Reteplase binds to fibrin via Kringle2 domain, which is a lysine-dependent binding (Hudson 2017). The effect of the M27R mutation on Reteplase affinity to fibrin was investigated to check whether it would disturb r-PA’s binding to the αC domain fibrin. A more favorable binding of the new variant, than the wild type, to fibrin was observed, where electrostatics demonstrated the dominant contribution, probably due to the charged nature of inserted arginine residue.

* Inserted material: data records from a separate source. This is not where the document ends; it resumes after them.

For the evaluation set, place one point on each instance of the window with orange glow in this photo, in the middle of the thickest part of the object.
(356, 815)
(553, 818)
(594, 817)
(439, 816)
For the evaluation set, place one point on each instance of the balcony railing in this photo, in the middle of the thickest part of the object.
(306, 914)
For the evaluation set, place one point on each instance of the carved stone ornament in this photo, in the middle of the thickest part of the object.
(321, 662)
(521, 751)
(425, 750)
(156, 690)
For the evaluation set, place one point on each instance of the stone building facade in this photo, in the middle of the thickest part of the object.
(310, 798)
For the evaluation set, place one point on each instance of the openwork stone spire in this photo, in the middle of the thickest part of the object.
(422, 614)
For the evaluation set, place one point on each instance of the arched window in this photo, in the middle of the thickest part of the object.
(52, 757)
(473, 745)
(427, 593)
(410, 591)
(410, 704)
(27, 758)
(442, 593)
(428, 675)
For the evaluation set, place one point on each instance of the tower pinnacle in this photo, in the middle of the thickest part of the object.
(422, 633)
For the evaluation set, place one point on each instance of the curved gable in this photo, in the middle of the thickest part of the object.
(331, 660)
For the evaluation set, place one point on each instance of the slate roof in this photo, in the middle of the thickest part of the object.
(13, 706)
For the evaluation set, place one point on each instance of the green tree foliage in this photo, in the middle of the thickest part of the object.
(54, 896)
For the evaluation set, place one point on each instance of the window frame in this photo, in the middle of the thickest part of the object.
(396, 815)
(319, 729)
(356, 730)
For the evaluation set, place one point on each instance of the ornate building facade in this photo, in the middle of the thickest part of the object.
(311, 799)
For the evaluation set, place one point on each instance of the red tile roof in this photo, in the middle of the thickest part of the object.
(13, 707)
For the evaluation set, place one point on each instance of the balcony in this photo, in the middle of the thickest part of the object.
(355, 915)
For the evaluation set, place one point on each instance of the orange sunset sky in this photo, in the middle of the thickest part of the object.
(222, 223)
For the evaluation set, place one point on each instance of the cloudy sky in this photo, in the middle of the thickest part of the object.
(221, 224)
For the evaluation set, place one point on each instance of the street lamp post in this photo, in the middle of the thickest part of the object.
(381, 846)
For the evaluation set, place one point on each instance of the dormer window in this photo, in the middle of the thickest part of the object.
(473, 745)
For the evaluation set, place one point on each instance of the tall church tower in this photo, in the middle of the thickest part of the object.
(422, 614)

Bioreactor systems allow larger-scale production of proteins, compared to shaking flasks (McNeil and Harvey 2008). Sadeghi et al. integrated the design of experiments to optimize the Reteplase expression in E. coli in bioreactors, to obtain higher protein yields (2011). Previous RSM experiments have shown that culture conditions and concentration of IPTG were the most effective factors on the protein expression (Bezerra et al. 2008; Chen et al. 2005; Gutiérrez-González et al. 2019). In the present study, the use of mathematical modeling for optimization of fermentation conditions (Shafiee et al. 2017) revealed the essential contribution of temperature and incubation time to the expression in E. coli BL21(DE3). High temperatures in microbial fermentation system can increase the reaction speed, enhance cell growth and protein synthesis, but it also can be harmful to expression rate, hence the optimum temperature for cell growth and accumulation of metabolites can be different (Zhou et al. 2018). Here, the optimal temperature was 37 °C, in accordance with similar experiments on Reteplase (Zare et al. 2019) and HSPA protein (Malik et al. 2016), and can be attributed to the effect of temperature on hydrophobic interactions and the protein aggregation (de Groot and Ventura 2006). Increasing IPTG concentrations up to 2 mM has been established to lead to increase in protein expression with no toxic effects on the producing host cells (Ramirez et al. 1994); however, the amount of IPTG is directly related to the inclusion body formation and the final production cost. In the current research, the highest yield of expressed protein was achieved with 0.5 mM of the inducer, which could reduce the final cost of the protein production.

Conclusion

The new Reteplase variant introduced by this study, M72R r-PA, features increased enzymatic activity, suitable stable structure, and more favorable interaction with fibrin than the wild type. The novel mutant, however, failed to show an efficient change in the protein solubility, which is a salient challenge in the expression of many recombinants, specifically Reteplase. On further process optimization, a high Reteplase titer of 423 mg/L was achieved. Our study also stressed the importance of the culture conditions on the r-PA expression rate at the large-scale. We suggest that the present M72R r-PA with increased activity can be considered for further modification in future experiments to design new soluble variants of this thrombolytic drug to treat acute myocardial infarction. We also hope that our research will serve as a basis for future studies on accelerating the process of optimal production of other recombinant pharmaceutical proteins.